Но так или иначе, а книга Рауля показывала, что его отношение к отцу, эта его вежливая холодность была наигранной. Визенер испытывал жгучую потребность объясниться с мальчиком. Было много такого, о чем стоило поговорить, книга давала пищу для размышлений. Тонкий знаток литературы, Визенер, разумеется, видел, какое влияние оказал на Рауля «Сонет 66», но видел и следы оригинального дарования. Он надеялся, что литература послужит ему средством вернуть сына.

Он написал Раулю и попросил его приехать. Он долго искал форму для этого письма, он не хотел, чтобы оно получилось излишне сердечным или излишне холодным, иначе письмо насторожит Рауля. Лишь переписав его в третий раз, Визенер наконец удовлетворился.

Рауль с нетерпением ждал ответа от отца.

Чернигу пришлось долго убеждать его подписать договор с издательством и опубликовать новеллу. Уже читая корректуру, Рауль все еще мучился сомнением, не предаст ли он себя и покойного Гарри Майзеля, если опубликует «Волка» в таком незаконченном виде. Ему казалось, что все, что он написал, еще очень сыро, он с болезненной четкостью видел, как велика дистанция между замыслом и его завершением. Все было так ярко, пока он писал, а теперь, когда написанное отделилось от него и с помощью типографской краски зажило независимой от него жизнью, оно показалось ему холодным и пустым. После первого чтения корректуры Рауль был глубоко подавлен, и Чернигу стоило большого труда то насмешками, то горячими уговорами побороть его подавленность.
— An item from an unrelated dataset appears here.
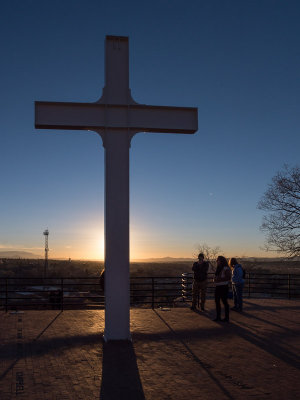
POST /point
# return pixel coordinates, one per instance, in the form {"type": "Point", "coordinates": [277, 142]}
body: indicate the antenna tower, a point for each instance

И вот наконец Рауль держит в руках готовую книгу, и вдруг он обнаруживает, что потерял всякое мерило для ее оценки. Он то сравнивал свое творение с литературной продукцией, которую даже знаменитые авторы отваживались предлагать читателю, — и тогда находил свою новеллу превосходной. То сравнивал ее с «Сонетом 66», и тогда ему опять казалось, что новелла никуда не годится. Ему все сильнее хотелось услышать отзыв посвященных. Он отдал распоряжение разослать свою книгу нескольким писателям, мнением которых дорожил, но ответов не было. Тогда, преодолев внутреннее сопротивление, он послал «Волка» и мосье Визенеру.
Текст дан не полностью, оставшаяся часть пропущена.